Incentivo para o que faz mal
Estudo do Idec, em parceria com a ACT Promoção da Saúde, constata que produtos ultraprocessados, associados ao desenvolvimento de doenças e à mortalidade, fazem parte da cesta básica brasileira e recebem vantagens fiscais
O Brasil encara uma triste realidade: cerca de um em cada seis brasileiros não tem o que comer. O cenário é pior do que o de 2004, quando as políticas públicas de erradicação da pobreza e da miséria precisaram ser implementadas no País. Entre 2021 e 2022, 14 milhões de pessoas passaram a sobreviver em situação de fome e mais da metade dos brasileiros (58,7%) a conviver com diferentes formas de insegurança alimentar e nutricional, de acordo com a última pesquisa da Rede Brasileira de Pesquisa em Soberania e Segurança Alimentar (Penssan). Perda de emprego, piora na crise econômica, aumento da inflação, pandemia e desmonte de políticas públicas são algumas das razões que fizeram com que a situação se agravasse.

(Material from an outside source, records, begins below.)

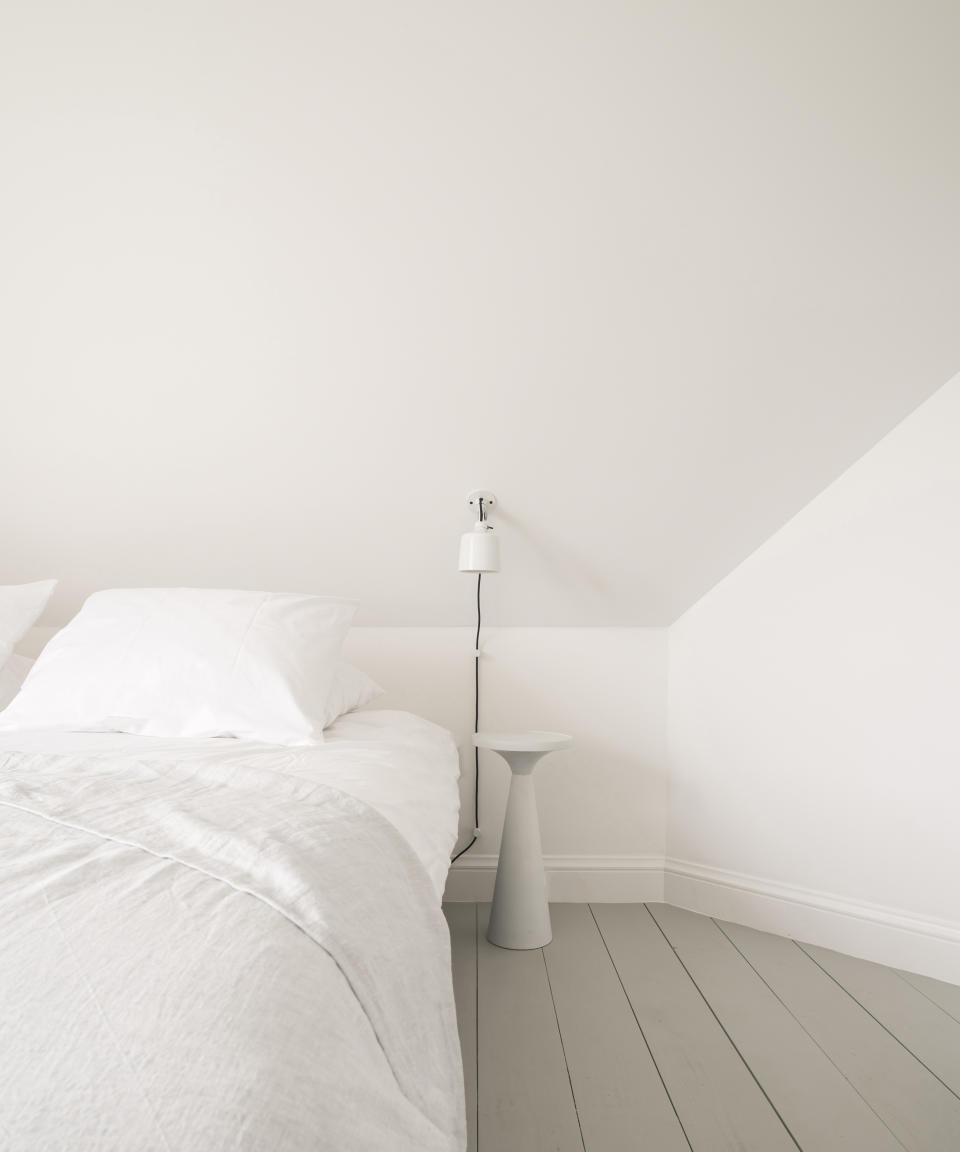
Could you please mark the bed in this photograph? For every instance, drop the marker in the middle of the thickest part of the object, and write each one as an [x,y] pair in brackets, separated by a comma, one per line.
[218,944]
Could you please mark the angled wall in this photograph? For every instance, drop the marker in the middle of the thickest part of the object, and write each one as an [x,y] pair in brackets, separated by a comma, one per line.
[814,707]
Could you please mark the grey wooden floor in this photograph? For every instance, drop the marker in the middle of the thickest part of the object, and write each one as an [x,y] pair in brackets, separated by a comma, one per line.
[645,1027]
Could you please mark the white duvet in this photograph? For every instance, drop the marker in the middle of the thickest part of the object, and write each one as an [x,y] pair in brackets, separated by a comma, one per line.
[213,945]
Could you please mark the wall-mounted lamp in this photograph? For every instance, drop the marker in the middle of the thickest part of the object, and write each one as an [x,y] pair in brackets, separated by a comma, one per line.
[480,548]
[480,552]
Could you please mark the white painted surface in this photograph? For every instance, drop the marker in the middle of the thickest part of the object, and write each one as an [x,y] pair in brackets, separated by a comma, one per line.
[605,797]
[606,687]
[280,282]
[813,703]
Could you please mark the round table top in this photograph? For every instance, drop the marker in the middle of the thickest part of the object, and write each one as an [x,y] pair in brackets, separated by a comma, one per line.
[522,741]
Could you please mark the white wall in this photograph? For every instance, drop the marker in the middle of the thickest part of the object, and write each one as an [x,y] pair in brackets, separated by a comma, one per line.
[815,714]
[281,280]
[602,803]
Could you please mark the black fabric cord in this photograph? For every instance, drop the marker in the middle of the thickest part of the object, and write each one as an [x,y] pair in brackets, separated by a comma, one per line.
[476,721]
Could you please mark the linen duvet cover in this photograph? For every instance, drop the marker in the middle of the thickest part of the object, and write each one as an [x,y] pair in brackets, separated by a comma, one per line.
[202,953]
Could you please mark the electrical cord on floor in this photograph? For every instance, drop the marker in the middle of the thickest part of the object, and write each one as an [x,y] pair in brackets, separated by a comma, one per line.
[476,726]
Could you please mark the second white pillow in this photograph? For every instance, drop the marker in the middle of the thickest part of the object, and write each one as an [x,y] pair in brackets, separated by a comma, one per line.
[189,662]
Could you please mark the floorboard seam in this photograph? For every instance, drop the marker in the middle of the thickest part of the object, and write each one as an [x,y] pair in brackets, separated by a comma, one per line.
[726,1033]
[562,1047]
[813,1038]
[889,1031]
[643,1035]
[926,997]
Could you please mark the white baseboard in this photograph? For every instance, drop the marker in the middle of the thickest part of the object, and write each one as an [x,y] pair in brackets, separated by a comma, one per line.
[569,879]
[886,935]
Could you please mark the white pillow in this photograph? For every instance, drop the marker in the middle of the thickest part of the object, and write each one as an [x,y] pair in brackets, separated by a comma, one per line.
[20,606]
[189,662]
[350,689]
[12,676]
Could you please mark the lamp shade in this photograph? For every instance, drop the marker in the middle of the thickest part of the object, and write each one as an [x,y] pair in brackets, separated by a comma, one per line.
[480,550]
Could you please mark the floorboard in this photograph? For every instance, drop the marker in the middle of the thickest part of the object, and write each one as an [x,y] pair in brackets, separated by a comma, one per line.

Por outro lado, segundo os dados da última Pesquisa Nacional de Saúde (PNS), do Ministério da Saúde e do Instituto Brasileiro de Geografia e Estatística (IBGE). Seis em cada dez adultos e uma a cada três crianças apresentam excesso de peso, fator relacionado à obesidade e a outras doenças crônicas, como diabetes e pressão alta. Apesar de parecerem opostos, os dois cenários – fome e obesidade – estão relacionados à má alimentação e ao preço da comida no Brasil. Enquanto alimentos saudáveis como a cenoura foram vendidos por R$ 15 o quilo em 2022, outros produtos com baixo valor nutricional, como macarrão instantâneo, passaram a ser economicamente mais atrativos. O resultado foi o aumento do consumo desses itens.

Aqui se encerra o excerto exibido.